Conversion experiences are quite common in the fiction of Flannery O’Connor. Many of her characters realize personal emptiness and seek fulfillment in Christian rituals, hoping to discover a loving God who is more accepting and caring than the people who surround them. Such is the case of Harry (Bevel) in O’Connor’s “The River.” A little boy of four or five, Harry is used to being ignored in his home; his parents are self-indulgent, careless adults who satisfy their own needs before those of their child. When Harry’s babysitter, Mrs. Connin, provides him with a chance to attend a revival meeting at the local river, Harry’s life is changed forever. His trip to the countryside not only changes his name to Bevel (suggesting depth and complexity) but also changes his attitude and his goals.
Having learned well from his parents in the negative surroundings of the city, Harry initially is depicted as both a thief and a liar. He tells Mrs. Connin his name is Bevel (thus associating himself with a local preacher of Christianity), and he sneakily removes both a flowered handkerchief and a valued biblical storybook from her house. Her home in the isolated country, with its freedom and openness, stands in direct contrast to the cloistered prison of Harry’s city existence. Although Harry/Bevel is tricked by Mrs. Connin’s children into a scary encounter with a hog, his general impression of the rural scene is one of pleasure and contentment.
Especially exciting is his encounter with Jesus, both in a picture on Mrs. Connin’s wall and in the stolen storybook. These first encounters become second rate, however, after Mrs. Connin takes him directly to a confrontation with a savior at the baptismal site on the river, where the Reverend Bevel Summers is “winning over souls” and transforming lives so that people “belong.” Harry/Bevel’s desire for acceptance and love through his cleansing in the blood of the Lamb eventually results in his immersion in the “blood-red” river and in the preacher’s assertion that his life will now somehow be different.
After this conversion, Bevel returns to his home in the city.

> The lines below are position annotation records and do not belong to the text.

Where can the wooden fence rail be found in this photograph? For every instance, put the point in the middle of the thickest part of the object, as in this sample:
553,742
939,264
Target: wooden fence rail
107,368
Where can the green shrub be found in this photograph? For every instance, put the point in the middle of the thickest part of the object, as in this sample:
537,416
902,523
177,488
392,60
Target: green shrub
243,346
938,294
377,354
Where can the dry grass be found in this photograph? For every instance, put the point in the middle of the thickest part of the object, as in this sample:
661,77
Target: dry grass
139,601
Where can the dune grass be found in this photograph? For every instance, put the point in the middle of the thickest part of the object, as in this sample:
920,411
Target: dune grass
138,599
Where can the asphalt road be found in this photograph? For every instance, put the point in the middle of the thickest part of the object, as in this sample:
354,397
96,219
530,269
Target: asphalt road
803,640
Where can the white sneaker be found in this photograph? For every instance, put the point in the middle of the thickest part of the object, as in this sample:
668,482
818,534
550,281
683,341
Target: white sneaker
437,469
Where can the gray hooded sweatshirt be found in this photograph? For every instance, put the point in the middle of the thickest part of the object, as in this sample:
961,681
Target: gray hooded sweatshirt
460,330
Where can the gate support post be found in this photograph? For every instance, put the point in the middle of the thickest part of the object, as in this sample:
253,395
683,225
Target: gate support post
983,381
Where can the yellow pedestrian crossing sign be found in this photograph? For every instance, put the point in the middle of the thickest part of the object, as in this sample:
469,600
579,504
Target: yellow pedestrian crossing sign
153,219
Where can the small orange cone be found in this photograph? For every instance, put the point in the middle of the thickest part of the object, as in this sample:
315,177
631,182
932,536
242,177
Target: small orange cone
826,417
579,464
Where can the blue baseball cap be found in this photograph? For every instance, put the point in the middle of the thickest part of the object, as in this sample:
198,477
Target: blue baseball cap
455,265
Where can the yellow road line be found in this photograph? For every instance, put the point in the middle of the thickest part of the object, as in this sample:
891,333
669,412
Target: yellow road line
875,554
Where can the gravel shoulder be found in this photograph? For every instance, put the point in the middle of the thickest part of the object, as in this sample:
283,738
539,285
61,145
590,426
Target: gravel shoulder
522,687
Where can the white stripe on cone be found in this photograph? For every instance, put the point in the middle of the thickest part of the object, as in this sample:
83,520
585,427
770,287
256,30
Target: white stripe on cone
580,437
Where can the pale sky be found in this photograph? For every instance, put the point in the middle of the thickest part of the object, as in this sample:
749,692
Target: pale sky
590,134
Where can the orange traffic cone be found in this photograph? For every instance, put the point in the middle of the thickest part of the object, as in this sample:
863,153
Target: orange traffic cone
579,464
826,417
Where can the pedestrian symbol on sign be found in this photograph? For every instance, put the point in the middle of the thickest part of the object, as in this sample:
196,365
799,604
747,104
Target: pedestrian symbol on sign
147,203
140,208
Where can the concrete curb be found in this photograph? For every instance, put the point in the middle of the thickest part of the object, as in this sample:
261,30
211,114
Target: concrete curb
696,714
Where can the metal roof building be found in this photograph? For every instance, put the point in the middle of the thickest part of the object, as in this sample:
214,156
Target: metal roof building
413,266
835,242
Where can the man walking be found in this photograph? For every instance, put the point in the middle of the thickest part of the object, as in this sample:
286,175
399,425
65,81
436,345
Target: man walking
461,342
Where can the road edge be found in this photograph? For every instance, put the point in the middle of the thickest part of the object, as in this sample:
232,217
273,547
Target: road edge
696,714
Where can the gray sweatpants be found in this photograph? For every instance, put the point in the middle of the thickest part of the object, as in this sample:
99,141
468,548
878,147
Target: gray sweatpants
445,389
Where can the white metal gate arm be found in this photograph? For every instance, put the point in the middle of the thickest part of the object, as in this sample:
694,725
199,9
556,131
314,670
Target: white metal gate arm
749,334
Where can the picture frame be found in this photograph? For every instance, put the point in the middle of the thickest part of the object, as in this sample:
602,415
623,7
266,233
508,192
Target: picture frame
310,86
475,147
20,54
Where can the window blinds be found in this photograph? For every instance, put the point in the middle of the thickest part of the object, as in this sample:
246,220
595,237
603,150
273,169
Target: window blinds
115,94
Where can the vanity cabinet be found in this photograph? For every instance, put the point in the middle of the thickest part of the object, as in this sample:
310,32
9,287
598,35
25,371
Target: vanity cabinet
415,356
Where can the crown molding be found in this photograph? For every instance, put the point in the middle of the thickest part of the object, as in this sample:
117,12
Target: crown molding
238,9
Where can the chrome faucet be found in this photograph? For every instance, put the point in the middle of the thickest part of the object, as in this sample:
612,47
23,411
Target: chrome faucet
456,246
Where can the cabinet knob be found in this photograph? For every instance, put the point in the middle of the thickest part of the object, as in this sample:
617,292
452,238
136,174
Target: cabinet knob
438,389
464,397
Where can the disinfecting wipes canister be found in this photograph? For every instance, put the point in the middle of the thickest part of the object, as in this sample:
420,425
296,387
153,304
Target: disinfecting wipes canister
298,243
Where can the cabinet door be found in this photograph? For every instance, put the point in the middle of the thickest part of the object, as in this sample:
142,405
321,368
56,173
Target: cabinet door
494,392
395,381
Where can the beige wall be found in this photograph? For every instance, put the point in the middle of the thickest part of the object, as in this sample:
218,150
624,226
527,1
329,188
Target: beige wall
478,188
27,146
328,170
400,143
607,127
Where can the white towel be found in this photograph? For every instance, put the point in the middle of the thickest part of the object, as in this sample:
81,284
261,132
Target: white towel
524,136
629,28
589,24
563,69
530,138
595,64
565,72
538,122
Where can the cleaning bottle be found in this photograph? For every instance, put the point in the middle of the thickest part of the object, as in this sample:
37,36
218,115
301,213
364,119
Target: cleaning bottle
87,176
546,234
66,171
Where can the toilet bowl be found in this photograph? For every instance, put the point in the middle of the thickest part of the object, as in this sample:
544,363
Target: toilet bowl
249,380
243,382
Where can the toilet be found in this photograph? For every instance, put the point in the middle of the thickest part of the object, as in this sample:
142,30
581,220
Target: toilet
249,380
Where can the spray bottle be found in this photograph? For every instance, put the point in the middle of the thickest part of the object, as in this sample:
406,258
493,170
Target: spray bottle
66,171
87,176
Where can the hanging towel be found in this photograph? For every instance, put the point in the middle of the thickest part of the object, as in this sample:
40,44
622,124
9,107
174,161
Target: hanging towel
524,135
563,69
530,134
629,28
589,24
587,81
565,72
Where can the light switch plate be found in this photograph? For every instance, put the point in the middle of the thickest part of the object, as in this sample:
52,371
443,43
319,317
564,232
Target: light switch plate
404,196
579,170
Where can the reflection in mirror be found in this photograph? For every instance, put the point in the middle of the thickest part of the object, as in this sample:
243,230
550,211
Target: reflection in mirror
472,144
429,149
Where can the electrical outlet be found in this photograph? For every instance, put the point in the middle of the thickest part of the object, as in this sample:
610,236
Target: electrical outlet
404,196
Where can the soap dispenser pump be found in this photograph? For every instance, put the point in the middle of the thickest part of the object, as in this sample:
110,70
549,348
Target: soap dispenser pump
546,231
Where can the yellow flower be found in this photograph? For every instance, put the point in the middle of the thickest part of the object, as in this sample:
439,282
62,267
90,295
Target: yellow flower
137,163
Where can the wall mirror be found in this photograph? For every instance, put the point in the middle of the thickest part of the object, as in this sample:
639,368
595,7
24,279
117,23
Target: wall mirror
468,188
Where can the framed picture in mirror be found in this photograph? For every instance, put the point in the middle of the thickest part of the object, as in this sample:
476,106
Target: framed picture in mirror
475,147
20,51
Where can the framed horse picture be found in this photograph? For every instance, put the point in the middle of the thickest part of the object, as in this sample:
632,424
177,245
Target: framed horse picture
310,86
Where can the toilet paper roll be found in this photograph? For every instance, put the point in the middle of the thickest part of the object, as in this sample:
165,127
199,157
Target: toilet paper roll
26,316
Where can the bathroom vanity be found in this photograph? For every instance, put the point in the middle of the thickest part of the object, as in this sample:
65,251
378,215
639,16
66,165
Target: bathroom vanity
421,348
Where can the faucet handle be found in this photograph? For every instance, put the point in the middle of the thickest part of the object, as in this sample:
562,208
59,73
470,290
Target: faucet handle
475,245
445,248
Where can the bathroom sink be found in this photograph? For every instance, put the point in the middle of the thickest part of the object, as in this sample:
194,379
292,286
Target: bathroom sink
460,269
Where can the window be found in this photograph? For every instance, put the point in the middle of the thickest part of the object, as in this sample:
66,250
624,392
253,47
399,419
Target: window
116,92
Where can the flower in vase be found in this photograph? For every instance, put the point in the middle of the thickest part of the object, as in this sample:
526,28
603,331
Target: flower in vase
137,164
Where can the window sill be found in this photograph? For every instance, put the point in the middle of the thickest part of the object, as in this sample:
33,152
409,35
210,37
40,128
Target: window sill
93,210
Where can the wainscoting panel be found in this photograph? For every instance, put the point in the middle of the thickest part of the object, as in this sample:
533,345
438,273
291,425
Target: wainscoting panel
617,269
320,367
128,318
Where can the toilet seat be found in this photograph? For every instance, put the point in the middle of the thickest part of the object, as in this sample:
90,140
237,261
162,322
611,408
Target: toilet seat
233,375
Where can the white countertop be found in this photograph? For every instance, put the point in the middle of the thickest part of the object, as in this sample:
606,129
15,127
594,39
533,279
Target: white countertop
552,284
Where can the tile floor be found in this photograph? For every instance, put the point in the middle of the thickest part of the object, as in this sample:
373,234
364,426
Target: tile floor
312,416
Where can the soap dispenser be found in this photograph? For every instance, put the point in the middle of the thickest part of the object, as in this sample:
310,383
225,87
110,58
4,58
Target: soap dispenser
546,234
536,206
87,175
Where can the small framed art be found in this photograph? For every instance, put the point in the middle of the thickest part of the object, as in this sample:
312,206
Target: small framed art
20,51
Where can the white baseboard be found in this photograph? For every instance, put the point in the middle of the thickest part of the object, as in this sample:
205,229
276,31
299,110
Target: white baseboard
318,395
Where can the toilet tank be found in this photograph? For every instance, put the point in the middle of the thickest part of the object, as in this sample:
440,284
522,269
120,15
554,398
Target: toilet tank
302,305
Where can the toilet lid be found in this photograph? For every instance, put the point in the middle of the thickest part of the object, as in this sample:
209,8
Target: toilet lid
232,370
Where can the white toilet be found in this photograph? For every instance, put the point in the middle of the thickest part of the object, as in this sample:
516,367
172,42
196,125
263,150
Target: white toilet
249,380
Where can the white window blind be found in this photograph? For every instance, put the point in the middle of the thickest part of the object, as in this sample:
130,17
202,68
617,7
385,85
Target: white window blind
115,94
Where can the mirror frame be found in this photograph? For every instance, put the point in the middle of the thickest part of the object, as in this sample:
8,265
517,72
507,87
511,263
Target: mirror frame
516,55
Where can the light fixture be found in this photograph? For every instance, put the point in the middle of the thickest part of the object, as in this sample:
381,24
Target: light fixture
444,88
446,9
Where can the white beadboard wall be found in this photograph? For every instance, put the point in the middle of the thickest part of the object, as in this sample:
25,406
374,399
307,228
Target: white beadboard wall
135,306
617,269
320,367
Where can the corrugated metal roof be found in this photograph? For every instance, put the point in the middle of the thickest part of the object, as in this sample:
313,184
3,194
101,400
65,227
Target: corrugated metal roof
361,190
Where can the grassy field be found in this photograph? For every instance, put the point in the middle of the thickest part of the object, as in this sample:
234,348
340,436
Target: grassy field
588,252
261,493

Its clutter and dirt suddenly motivate him to return to the river, which holds the promise of a removal of pain and sin.
Even the countryside, though, has its skeptics, its agnostics who reject faith. In “The River,” O’Connor uses the figure of Mr. Paradise, an obese old man who attends Bevel’s baptism, as a figure who would recapture the small boy and return him to a salvationless life. Mr. Paradise “mockingly” speaks of Bevel’s salvation and denigrates the value of his renewal. When Bevel returns to the site of the revival meeting, Paradise follows him menacingly and seems intent on preventing him from attaining his goal of acceptance and peace, of finally belonging.
Harry/Bevel, in typical youthful innocence, has taken the preacher’s words about the river literally. In his attempt to find a lasting kingdom of Christ and the promised love and care the Savior offers, Bevel once again enters the river and attempts to become one with it. Repeating his immersion, he is initially rejected by the strong current but eventually he welcomes and embraces the river, which, ironically, causes his death by drowning. Harry/Bevel offers no resistance to the powerful water as it encompasses and pulls him under. Suddenly he is “something” rather than “nothing,” two words that recur frequently in the story.
Unlike the earthly Paradise, who offers material possessions (a huge candy cane), Bevel finds in his conversion and his death the acceptance he was not afforded in life. As in most O’Connor works, in life humans see through a glass darkly, but in death they gain full understanding and are fully accepted despite their sins and blemishes. “The River” offers a grotesque commentary on both a dying society and a demanding God: In death, life flourishes, while living only creates hell, a deathlike state of suffering and isolation.